La teología
cátara concedía a la mujer consagrada, la Buena Mujer, una plenitud en las
funciones espirituales. La Iglesia cátara concedía en su seno a las mujeres
una igualdad de principio. Tan es así que fue definida como “esa escandalosa
Iglesia del Anticristo que mezcla a hombres y mujeres”. “Estos apóstoles de
Satán tienen entre ellos a mujeres, unas entre las elegidas, otras entre las
creyentes”.
En las
comunidades heréticas, hombres y mujeres vivían, de hecho, en
establecimientos distintos, y las parejas se separaban de común acuerdo al
tomar las órdenes cátaras. Pero las mujeres estuvieron presentes con igual
derecho que los hombres. Presentes y actuando “entre las elegidas”, es decir,
en las filas del clero cátaro. Capaces de conferir el sacramento que salva las
almas, cumplían una función sacerdotal.
«Este poder
puede pasar de mano en mano, de Buenos Hombres en Buenos Hombres y de Buenas
Mujeres en Buenas Mujeres. Pues hay Buenas Mujeres como hay Buenos Hombres, y
las Buenas Mujeres tienen ese poder y pueden recibir tanto a los hombres como a
las mujeres, y la gente que es recibida por Buenas Mujeres se salva como si lo
hubiera sido por Buenos Hombres» (Predicación de Guilhem Bélibaste).
El bautismo
espiritual por imposición de las manos de los Buenos Hombres y de las Buenas
Mujeres era un gesto sacramental único y esencial que desempeñaba el papel de
casi todos los sacramentos católicos; es decir, que su importancia superaba
con mucho la del simple bautismo del agua.
Las Buenas
Mujeres, como los Buenos Hombres, practicaban también el rito de la bendición
del Pan de la Santa Oración.
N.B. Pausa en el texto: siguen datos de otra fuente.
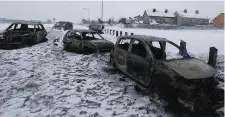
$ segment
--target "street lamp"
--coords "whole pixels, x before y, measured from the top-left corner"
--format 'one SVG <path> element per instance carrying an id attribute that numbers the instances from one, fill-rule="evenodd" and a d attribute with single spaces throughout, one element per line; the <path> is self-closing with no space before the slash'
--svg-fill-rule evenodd
<path id="1" fill-rule="evenodd" d="M 103 21 L 103 0 L 102 0 L 102 21 Z"/>
<path id="2" fill-rule="evenodd" d="M 80 19 L 81 19 L 81 24 L 83 24 L 83 19 L 84 19 L 83 13 L 80 13 Z"/>
<path id="3" fill-rule="evenodd" d="M 88 11 L 89 23 L 91 24 L 91 19 L 90 19 L 90 10 L 89 10 L 88 8 L 83 8 L 83 9 Z"/>

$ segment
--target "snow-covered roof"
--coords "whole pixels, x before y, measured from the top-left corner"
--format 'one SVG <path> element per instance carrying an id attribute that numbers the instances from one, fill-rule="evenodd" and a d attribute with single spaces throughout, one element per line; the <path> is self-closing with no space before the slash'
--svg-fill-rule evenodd
<path id="1" fill-rule="evenodd" d="M 209 19 L 207 16 L 204 16 L 201 13 L 197 14 L 193 10 L 187 10 L 187 13 L 185 13 L 184 11 L 177 11 L 177 13 L 182 17 Z"/>
<path id="2" fill-rule="evenodd" d="M 175 17 L 174 12 L 168 10 L 168 12 L 165 13 L 164 11 L 165 10 L 157 10 L 156 12 L 153 12 L 153 10 L 146 10 L 148 16 Z"/>

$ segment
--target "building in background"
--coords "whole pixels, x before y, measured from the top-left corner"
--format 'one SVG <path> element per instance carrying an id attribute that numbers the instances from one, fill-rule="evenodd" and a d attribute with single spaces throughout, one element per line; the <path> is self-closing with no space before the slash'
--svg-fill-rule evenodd
<path id="1" fill-rule="evenodd" d="M 144 24 L 176 24 L 176 18 L 173 12 L 168 9 L 159 11 L 157 9 L 145 10 L 143 15 Z"/>
<path id="2" fill-rule="evenodd" d="M 181 26 L 195 26 L 195 25 L 208 25 L 209 18 L 202 16 L 199 10 L 188 11 L 164 11 L 153 9 L 145 10 L 143 14 L 144 24 L 170 24 L 170 25 L 181 25 Z"/>
<path id="3" fill-rule="evenodd" d="M 220 13 L 213 19 L 213 25 L 218 27 L 224 27 L 224 13 Z"/>
<path id="4" fill-rule="evenodd" d="M 195 25 L 208 25 L 209 18 L 203 16 L 199 13 L 199 10 L 188 11 L 176 11 L 175 17 L 177 20 L 177 25 L 182 26 L 195 26 Z"/>
<path id="5" fill-rule="evenodd" d="M 143 16 L 141 15 L 135 16 L 134 21 L 138 23 L 141 23 L 141 22 L 143 23 Z"/>

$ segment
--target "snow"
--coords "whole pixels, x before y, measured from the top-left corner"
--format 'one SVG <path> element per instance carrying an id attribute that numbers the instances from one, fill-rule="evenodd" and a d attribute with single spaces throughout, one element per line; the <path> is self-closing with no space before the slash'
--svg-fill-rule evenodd
<path id="1" fill-rule="evenodd" d="M 45 25 L 48 42 L 21 49 L 0 50 L 1 117 L 176 116 L 164 110 L 166 104 L 157 95 L 137 93 L 132 86 L 135 82 L 109 65 L 109 53 L 82 55 L 64 51 L 60 44 L 54 45 L 53 41 L 57 38 L 62 40 L 66 31 L 52 30 L 52 26 Z M 0 24 L 0 29 L 6 27 L 6 24 Z M 87 29 L 80 25 L 74 25 L 74 28 Z M 158 34 L 161 31 L 140 29 L 141 32 Z M 196 36 L 195 32 L 192 33 Z M 164 31 L 161 36 L 169 34 L 169 37 L 180 39 L 190 37 L 192 33 L 181 31 L 178 33 L 180 36 L 177 36 L 175 32 Z M 220 32 L 205 33 L 212 35 L 208 36 L 209 40 L 215 37 L 214 33 L 220 37 Z M 116 41 L 114 36 L 103 36 L 114 43 Z M 195 46 L 191 41 L 191 47 Z M 211 46 L 216 43 L 206 42 L 213 41 L 204 41 L 202 45 Z M 202 52 L 202 49 L 198 52 Z M 196 56 L 202 60 L 207 59 L 204 54 Z M 224 58 L 219 56 L 218 59 L 218 67 L 221 69 L 218 76 L 223 77 Z M 120 81 L 121 78 L 126 81 Z"/>

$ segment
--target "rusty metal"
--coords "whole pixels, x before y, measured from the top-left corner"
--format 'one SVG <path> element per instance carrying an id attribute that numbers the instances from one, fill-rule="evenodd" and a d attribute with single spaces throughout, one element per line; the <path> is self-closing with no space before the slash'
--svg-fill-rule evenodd
<path id="1" fill-rule="evenodd" d="M 18 25 L 21 27 L 17 27 Z M 34 28 L 28 28 L 28 25 L 32 25 Z M 0 33 L 0 48 L 16 49 L 26 45 L 33 45 L 46 41 L 46 35 L 47 32 L 44 26 L 40 23 L 12 23 L 4 32 Z"/>
<path id="2" fill-rule="evenodd" d="M 134 54 L 133 47 L 141 49 L 141 46 L 132 44 L 134 40 L 138 40 L 145 50 Z M 128 43 L 121 43 L 123 41 Z M 191 111 L 209 111 L 216 109 L 215 105 L 223 106 L 224 90 L 216 88 L 218 83 L 214 78 L 216 70 L 213 67 L 190 57 L 187 52 L 181 59 L 158 59 L 154 55 L 156 50 L 151 47 L 152 41 L 161 43 L 161 51 L 165 51 L 166 43 L 182 49 L 165 38 L 121 36 L 110 53 L 110 62 L 138 84 L 150 88 L 164 99 L 180 104 L 186 102 L 186 108 Z M 143 51 L 146 51 L 144 58 L 141 54 Z"/>
<path id="3" fill-rule="evenodd" d="M 99 38 L 95 36 L 85 37 L 86 34 L 95 34 L 98 35 Z M 63 38 L 63 44 L 64 49 L 67 51 L 84 54 L 109 52 L 114 46 L 112 42 L 104 39 L 98 32 L 83 29 L 68 31 Z"/>

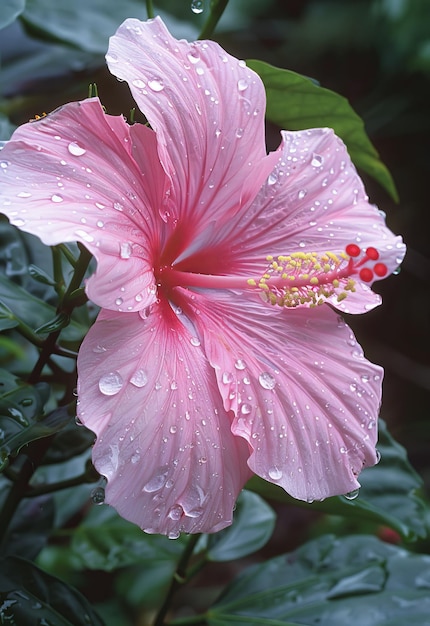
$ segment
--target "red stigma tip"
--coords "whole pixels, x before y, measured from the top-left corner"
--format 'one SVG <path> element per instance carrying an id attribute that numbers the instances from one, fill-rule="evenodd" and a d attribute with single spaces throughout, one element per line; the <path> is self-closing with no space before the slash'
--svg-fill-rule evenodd
<path id="1" fill-rule="evenodd" d="M 361 253 L 361 249 L 357 246 L 357 244 L 349 243 L 345 248 L 345 252 L 348 256 L 358 256 Z"/>
<path id="2" fill-rule="evenodd" d="M 383 263 L 378 263 L 378 265 L 383 265 Z M 360 270 L 359 276 L 365 283 L 370 283 L 373 279 L 373 272 L 368 267 L 363 267 L 363 269 Z"/>
<path id="3" fill-rule="evenodd" d="M 385 263 L 376 263 L 373 271 L 377 276 L 385 276 L 388 273 L 388 268 Z"/>
<path id="4" fill-rule="evenodd" d="M 376 261 L 377 259 L 379 259 L 379 252 L 376 248 L 367 248 L 366 256 L 369 259 L 372 259 L 372 261 Z"/>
Ostentaban pues, con todo derecho, el conjunto de
la función sacerdotal del cristianismo cátaro.
Tenían el poder
de consolar a los creyentes, tanto hombres como mujeres. Las mujeres
desempeñaban un papel eminente y activo en su clero.
Y fueron
numerosas y representativas las mujeres en el seno del clero cátaro. Hubo una
proporción del 45 % de mujeres entre los ministros herejes. Mujeres que
llevaban una intensa vida en la sociedad. Desempeñaban un papel efectivo en la
educación religiosa tanto de su clan como del vecindario. Enseñaban a los
novicios y realizaban recorridos pastorales por las casas de sus amigos y
conocidos, con el fin de predicar. Y sus creyentes fueron asimismo numerosas y
fervientes.
Su palabra
cercana, argumentada con las enseñanzas de las Escrituras que habían recibido
durante su noviciado, era capaz de presentar a un auditorio femenino una mejor
comprensión de sus problemas específicos y una imagen del cristianismo más
accesible y mejor adaptada que el lenguaje masculino y alejado del cura de la
parroquia.
Durante los años
de persecución, las creyentes tomaron el relevo hasta el final, entre angustias
y peligros; en la atmósfera de miedo y suspicacia generalizados, las mujeres,
mejor que sus hermanos, se mostraron fieles protectoras de los Buenos Hombres
acosados.
Desde el
principio hasta el final, su poder sacerdotal fue el mismo que el de sus
hermanos varones. La misma capacidad, en principio y en derecho, de conferir el
sacramento para ordenar y para salvar las almas.